The name of the town is Bury, but it hasn’t always been. The local government renamed the town from Chester after a local Union soldier named William Bury did some heroic thing or another a hundred and whatever years ago.

Poor Chester. They took the name of a whole town right away from him.

Bury, New Hampshire.

Most locals pronounce it berry, though there’s a small faction of lifers who insist it rhymes with fury. Doesn’t matter how it sounds out loud, in my head this town always makes me think of underground things, burrowed by worms, hidden from light. Secrets.
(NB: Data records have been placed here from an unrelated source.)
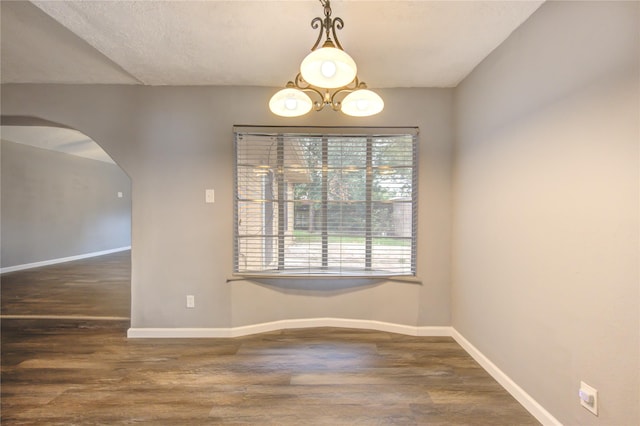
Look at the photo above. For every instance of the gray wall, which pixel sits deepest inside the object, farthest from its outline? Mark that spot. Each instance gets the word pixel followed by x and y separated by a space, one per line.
pixel 546 249
pixel 57 205
pixel 174 142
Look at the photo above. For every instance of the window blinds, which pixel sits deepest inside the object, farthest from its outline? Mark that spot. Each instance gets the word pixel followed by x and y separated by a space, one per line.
pixel 325 202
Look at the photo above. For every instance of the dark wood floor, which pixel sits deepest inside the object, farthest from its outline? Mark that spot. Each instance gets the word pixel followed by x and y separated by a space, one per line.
pixel 62 364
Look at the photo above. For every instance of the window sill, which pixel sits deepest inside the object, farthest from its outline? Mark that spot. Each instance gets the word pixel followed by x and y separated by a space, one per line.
pixel 367 278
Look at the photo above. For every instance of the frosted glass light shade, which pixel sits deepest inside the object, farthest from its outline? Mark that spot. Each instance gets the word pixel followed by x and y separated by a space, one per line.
pixel 290 103
pixel 328 67
pixel 362 103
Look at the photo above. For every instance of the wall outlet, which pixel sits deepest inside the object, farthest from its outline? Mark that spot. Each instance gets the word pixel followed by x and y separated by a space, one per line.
pixel 191 301
pixel 588 397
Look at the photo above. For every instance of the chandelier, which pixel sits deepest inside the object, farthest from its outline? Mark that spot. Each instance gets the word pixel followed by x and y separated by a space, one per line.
pixel 328 74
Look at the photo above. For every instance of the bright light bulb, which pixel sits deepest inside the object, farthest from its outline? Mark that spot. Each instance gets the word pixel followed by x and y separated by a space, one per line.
pixel 290 104
pixel 362 104
pixel 328 69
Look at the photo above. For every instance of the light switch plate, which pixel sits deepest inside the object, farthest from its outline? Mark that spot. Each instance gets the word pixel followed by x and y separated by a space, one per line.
pixel 588 397
pixel 191 301
pixel 209 196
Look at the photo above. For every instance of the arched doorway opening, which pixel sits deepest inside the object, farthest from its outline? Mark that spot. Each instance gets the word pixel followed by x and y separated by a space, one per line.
pixel 65 224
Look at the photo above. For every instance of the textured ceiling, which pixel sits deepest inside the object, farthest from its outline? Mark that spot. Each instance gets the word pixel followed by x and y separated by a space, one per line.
pixel 258 43
pixel 67 141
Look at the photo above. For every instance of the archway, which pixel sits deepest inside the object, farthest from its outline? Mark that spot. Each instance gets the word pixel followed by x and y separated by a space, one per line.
pixel 64 199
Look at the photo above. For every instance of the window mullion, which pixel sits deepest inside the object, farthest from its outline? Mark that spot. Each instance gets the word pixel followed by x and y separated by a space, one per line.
pixel 325 203
pixel 281 201
pixel 368 207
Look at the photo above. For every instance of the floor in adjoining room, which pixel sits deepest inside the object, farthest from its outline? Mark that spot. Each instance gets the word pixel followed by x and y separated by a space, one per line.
pixel 66 360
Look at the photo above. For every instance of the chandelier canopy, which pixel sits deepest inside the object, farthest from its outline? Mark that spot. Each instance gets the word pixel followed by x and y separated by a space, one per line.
pixel 328 74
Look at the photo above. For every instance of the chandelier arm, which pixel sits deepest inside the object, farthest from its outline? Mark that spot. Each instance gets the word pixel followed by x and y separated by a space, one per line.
pixel 302 85
pixel 315 24
pixel 337 24
pixel 351 87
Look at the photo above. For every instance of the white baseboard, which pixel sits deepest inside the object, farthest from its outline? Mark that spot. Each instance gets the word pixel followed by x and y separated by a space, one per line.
pixel 285 325
pixel 530 404
pixel 510 386
pixel 61 260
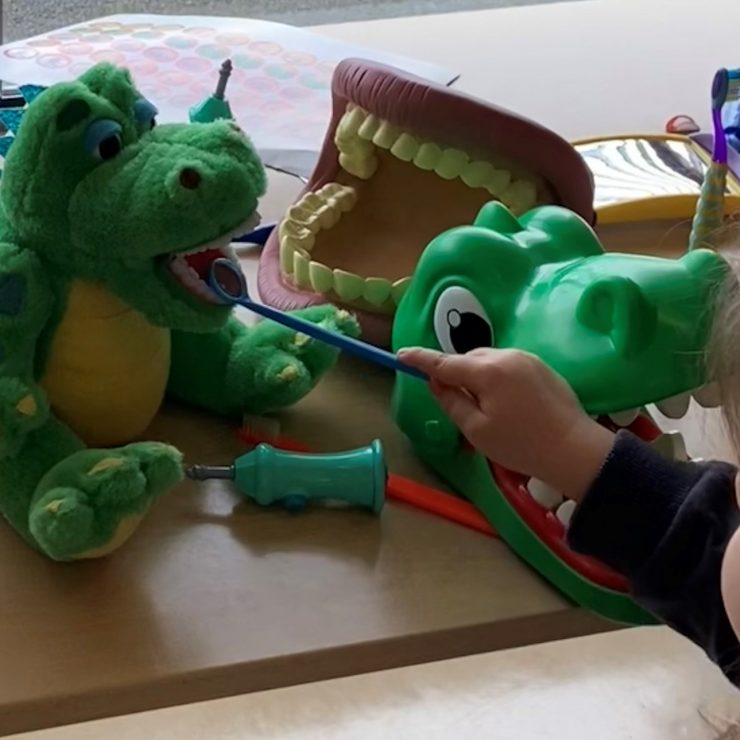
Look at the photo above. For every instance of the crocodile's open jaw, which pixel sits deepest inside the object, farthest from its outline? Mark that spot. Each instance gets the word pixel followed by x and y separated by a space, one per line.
pixel 404 160
pixel 548 513
pixel 192 268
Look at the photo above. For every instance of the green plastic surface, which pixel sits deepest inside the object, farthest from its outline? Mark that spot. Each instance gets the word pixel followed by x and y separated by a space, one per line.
pixel 623 330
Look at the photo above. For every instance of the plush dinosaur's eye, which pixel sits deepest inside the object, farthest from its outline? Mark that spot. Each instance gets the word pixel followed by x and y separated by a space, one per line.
pixel 103 139
pixel 460 322
pixel 145 113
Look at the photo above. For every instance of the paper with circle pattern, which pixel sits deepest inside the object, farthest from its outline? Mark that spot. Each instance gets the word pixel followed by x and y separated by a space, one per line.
pixel 279 90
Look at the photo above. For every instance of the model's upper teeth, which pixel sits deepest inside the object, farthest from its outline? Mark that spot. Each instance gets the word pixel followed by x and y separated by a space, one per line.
pixel 359 137
pixel 360 134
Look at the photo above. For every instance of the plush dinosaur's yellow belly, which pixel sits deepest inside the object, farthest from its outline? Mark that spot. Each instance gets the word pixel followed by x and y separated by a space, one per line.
pixel 107 369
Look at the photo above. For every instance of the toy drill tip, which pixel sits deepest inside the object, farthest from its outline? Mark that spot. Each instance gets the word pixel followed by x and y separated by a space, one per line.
pixel 206 472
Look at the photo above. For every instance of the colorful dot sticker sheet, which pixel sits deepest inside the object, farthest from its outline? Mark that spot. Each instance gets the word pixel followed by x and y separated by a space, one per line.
pixel 279 90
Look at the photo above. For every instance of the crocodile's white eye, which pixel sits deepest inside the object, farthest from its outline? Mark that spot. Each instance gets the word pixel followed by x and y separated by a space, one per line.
pixel 460 322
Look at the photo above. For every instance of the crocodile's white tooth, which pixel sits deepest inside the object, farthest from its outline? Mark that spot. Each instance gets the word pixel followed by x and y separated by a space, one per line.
pixel 675 407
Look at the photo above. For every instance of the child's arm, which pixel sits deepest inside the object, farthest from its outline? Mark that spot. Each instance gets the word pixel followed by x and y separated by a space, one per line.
pixel 664 525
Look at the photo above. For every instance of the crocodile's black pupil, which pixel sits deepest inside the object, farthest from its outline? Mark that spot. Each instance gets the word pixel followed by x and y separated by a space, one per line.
pixel 109 147
pixel 468 331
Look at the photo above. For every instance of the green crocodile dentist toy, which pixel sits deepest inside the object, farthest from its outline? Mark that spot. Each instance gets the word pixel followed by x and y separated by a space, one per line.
pixel 109 227
pixel 623 330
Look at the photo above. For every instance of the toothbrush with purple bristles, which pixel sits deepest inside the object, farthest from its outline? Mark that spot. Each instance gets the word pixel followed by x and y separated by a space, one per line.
pixel 711 204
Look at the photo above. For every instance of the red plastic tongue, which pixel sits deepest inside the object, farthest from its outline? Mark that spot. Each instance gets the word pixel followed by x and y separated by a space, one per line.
pixel 201 261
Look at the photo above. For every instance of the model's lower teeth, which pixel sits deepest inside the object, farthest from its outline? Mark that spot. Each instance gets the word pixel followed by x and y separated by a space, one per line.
pixel 362 139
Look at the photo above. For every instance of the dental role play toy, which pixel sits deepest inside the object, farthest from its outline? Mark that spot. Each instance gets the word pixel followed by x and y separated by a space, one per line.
pixel 403 160
pixel 270 476
pixel 623 330
pixel 227 280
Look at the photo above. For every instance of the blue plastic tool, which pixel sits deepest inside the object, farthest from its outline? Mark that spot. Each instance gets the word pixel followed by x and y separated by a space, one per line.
pixel 227 281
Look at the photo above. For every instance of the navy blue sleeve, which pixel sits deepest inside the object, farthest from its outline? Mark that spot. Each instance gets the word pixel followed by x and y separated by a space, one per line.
pixel 665 526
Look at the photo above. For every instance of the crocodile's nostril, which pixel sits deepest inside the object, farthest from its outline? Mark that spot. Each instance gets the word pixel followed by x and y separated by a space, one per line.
pixel 190 178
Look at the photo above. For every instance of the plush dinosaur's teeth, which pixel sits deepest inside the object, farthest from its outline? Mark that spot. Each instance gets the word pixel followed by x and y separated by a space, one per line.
pixel 709 396
pixel 624 418
pixel 675 407
pixel 544 495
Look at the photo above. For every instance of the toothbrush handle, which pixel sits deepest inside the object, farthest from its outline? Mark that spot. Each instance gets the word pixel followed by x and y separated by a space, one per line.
pixel 356 347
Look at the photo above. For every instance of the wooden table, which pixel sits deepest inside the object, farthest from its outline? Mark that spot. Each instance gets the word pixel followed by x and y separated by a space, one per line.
pixel 642 684
pixel 214 597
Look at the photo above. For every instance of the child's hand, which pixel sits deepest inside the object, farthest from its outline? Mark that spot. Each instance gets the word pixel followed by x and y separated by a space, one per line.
pixel 515 410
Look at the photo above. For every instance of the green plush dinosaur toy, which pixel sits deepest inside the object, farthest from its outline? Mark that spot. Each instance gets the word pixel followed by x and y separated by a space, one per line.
pixel 109 226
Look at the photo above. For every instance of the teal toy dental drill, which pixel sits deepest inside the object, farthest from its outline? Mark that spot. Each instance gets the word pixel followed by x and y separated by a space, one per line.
pixel 269 476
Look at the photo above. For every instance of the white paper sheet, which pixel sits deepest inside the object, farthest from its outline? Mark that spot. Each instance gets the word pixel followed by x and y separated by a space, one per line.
pixel 279 90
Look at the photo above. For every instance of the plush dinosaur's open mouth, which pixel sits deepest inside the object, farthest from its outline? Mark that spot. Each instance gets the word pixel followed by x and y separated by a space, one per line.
pixel 547 513
pixel 192 268
pixel 404 160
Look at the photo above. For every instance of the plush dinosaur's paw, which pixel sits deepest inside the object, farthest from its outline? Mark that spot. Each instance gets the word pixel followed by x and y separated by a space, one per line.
pixel 288 363
pixel 90 503
pixel 22 409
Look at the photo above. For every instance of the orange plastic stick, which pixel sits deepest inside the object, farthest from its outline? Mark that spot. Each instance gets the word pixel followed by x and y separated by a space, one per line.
pixel 429 499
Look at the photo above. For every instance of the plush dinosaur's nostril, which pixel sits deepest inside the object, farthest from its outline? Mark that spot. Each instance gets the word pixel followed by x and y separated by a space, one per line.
pixel 190 178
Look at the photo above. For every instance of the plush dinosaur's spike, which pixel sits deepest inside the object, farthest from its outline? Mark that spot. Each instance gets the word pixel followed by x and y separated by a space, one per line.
pixel 31 92
pixel 5 143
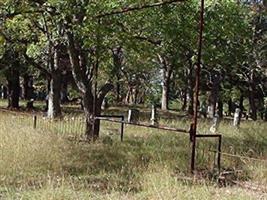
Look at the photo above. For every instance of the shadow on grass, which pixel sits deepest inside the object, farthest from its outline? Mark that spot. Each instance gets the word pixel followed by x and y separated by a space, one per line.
pixel 121 166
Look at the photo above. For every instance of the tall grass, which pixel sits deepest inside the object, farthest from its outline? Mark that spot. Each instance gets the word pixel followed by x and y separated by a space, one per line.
pixel 43 163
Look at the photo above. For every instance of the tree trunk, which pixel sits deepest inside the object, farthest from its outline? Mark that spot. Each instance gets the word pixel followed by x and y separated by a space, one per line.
pixel 92 124
pixel 165 95
pixel 184 100
pixel 64 90
pixel 13 89
pixel 191 85
pixel 230 109
pixel 241 106
pixel 166 76
pixel 220 108
pixel 214 95
pixel 54 109
pixel 78 60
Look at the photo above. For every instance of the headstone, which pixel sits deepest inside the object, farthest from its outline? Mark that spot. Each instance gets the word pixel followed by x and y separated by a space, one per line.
pixel 237 117
pixel 154 121
pixel 133 115
pixel 215 124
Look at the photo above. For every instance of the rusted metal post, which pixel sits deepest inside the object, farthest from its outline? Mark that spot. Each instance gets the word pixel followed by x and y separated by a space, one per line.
pixel 197 84
pixel 34 121
pixel 122 128
pixel 219 153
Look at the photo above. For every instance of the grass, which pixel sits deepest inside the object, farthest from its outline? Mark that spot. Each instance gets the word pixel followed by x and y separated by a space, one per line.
pixel 44 164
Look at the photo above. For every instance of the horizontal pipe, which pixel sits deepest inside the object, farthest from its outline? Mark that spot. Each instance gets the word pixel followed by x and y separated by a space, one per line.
pixel 143 125
pixel 209 135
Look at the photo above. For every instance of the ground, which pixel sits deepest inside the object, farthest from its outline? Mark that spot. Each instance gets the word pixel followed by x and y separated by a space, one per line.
pixel 53 162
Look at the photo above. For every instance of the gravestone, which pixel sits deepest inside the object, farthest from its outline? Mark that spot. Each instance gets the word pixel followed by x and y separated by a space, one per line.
pixel 133 116
pixel 237 117
pixel 154 121
pixel 215 124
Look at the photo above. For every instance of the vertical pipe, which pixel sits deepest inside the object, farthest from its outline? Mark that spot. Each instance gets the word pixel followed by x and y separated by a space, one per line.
pixel 122 128
pixel 219 153
pixel 34 121
pixel 197 84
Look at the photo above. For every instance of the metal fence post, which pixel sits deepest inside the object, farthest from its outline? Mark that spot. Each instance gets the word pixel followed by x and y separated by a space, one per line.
pixel 34 121
pixel 122 128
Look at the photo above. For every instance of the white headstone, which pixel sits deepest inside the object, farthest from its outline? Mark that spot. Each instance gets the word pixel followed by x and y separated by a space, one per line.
pixel 237 117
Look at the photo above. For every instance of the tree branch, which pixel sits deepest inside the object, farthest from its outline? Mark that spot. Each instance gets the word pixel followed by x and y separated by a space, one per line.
pixel 103 92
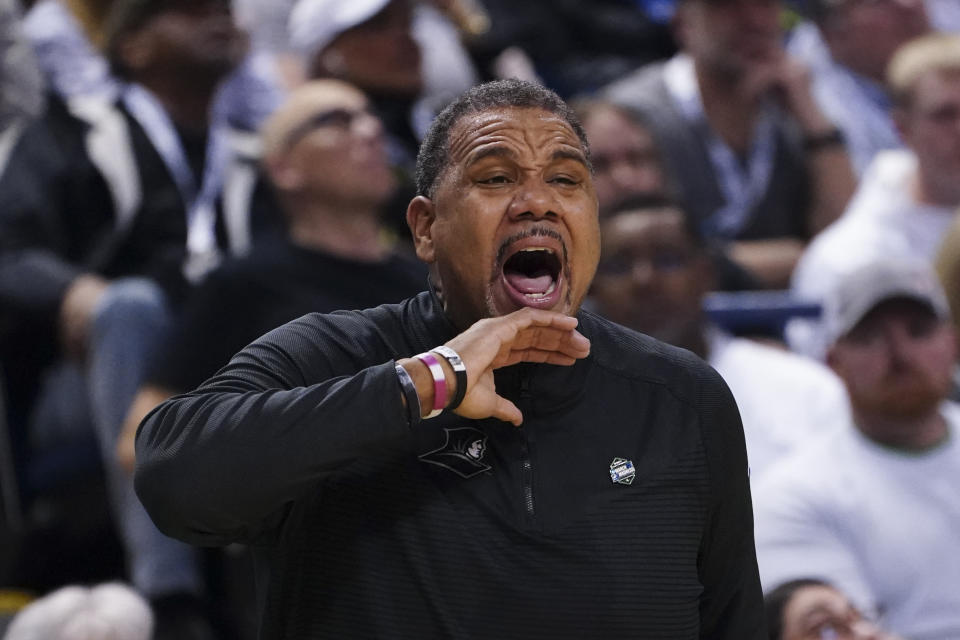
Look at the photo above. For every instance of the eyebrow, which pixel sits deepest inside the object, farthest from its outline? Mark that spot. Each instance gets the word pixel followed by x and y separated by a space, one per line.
pixel 505 152
pixel 568 154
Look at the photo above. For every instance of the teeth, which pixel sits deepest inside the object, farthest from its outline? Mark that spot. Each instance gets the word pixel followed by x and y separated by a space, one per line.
pixel 528 249
pixel 537 296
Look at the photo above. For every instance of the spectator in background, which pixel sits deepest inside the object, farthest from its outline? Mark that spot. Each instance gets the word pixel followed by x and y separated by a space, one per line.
pixel 404 56
pixel 103 224
pixel 908 199
pixel 873 509
pixel 848 55
pixel 110 611
pixel 575 46
pixel 21 86
pixel 808 609
pixel 325 157
pixel 653 275
pixel 69 37
pixel 625 157
pixel 393 50
pixel 755 160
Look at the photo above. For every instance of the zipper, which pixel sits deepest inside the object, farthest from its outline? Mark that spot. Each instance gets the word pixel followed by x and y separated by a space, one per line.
pixel 526 464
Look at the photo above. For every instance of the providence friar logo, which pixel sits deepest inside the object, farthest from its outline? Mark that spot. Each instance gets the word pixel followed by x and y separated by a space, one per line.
pixel 622 471
pixel 462 452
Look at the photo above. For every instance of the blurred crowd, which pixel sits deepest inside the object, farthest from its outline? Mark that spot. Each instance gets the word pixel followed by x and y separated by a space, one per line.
pixel 179 177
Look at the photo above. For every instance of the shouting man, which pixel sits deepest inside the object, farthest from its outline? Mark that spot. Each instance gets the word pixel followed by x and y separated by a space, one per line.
pixel 374 459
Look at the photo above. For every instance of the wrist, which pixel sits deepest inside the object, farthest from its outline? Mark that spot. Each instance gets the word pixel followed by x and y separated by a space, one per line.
pixel 439 378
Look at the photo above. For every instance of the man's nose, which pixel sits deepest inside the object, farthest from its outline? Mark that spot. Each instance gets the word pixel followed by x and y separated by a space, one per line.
pixel 899 344
pixel 367 125
pixel 534 199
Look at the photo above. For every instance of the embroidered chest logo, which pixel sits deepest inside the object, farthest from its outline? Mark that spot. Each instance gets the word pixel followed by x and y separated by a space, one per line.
pixel 462 452
pixel 622 471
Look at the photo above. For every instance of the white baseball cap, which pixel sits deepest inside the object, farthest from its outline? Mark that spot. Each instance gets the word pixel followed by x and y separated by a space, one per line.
pixel 315 23
pixel 860 291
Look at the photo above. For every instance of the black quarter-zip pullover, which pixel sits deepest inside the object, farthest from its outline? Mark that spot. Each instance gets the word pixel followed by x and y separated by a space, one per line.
pixel 365 528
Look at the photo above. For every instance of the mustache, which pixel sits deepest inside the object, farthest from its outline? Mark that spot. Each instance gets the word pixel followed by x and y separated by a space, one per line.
pixel 532 232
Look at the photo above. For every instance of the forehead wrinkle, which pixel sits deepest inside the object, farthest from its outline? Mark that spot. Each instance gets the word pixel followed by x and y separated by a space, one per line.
pixel 502 131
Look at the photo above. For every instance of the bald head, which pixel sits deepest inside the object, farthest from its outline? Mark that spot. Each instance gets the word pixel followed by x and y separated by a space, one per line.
pixel 325 144
pixel 304 102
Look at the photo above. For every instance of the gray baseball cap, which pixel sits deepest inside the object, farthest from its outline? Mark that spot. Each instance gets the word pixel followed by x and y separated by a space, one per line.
pixel 860 291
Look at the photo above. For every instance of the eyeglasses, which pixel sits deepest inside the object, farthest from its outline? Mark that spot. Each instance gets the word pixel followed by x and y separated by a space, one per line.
pixel 855 626
pixel 345 120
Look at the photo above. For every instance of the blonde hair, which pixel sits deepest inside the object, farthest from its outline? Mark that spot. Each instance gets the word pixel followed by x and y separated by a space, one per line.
pixel 110 611
pixel 939 52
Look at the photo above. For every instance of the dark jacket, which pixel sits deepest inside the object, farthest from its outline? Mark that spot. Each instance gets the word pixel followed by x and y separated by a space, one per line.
pixel 458 528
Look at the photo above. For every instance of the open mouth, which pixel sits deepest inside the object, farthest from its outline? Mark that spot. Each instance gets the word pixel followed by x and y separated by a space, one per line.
pixel 532 276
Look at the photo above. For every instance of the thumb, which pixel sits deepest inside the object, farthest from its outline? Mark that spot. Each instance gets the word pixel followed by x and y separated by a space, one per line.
pixel 507 411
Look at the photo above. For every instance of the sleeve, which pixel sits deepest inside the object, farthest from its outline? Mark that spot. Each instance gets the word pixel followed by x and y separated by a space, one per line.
pixel 227 462
pixel 795 538
pixel 731 605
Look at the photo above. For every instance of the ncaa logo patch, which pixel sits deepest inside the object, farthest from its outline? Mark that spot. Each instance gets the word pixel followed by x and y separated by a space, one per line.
pixel 622 471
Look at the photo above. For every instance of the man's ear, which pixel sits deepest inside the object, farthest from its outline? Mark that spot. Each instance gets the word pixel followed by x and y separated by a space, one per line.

I grew up here. Part of me has always been buried here.

Thunderheads jostle for space in the summer sky. The air is heavy enough to create a drag on my steps, or maybe it’s just my natural hesitation to walk up the long stone path to my father’s front door. The house in which I grew up looms, as it always has, grand but not beautiful. Rum Hill Road is filled with mansions, but none of them feel like homes.

Max grabs my right hand as we approach the door. He does this when he’s scared, feeling shy, or simply wants to be somewhere else. In other words, a lot of the time. Not atypical for any eleven-year-old, much less one who’s going through what Max is. What we both are.

I look down and the diffused light from the gunmetal sky makes his blue eyes glow, as if all his energy is stored right behind those irises. Max has his dad’s eyes. Looking at my son, this fact haunts me, as if I’m seeing the ghost of Riley. I don’t want to see any part of my dead husband in Max.

It hits me again. I’m only thirty-seven and a widow. It’s both depressing and freeing.

“It’s okay,” I tell him. I think I’ve said those two words as much as I’ve said I love you to him over the past month. One phrase is the truth. The other is a hope.

“I don’t like Bury,” he says.

“We just got here.”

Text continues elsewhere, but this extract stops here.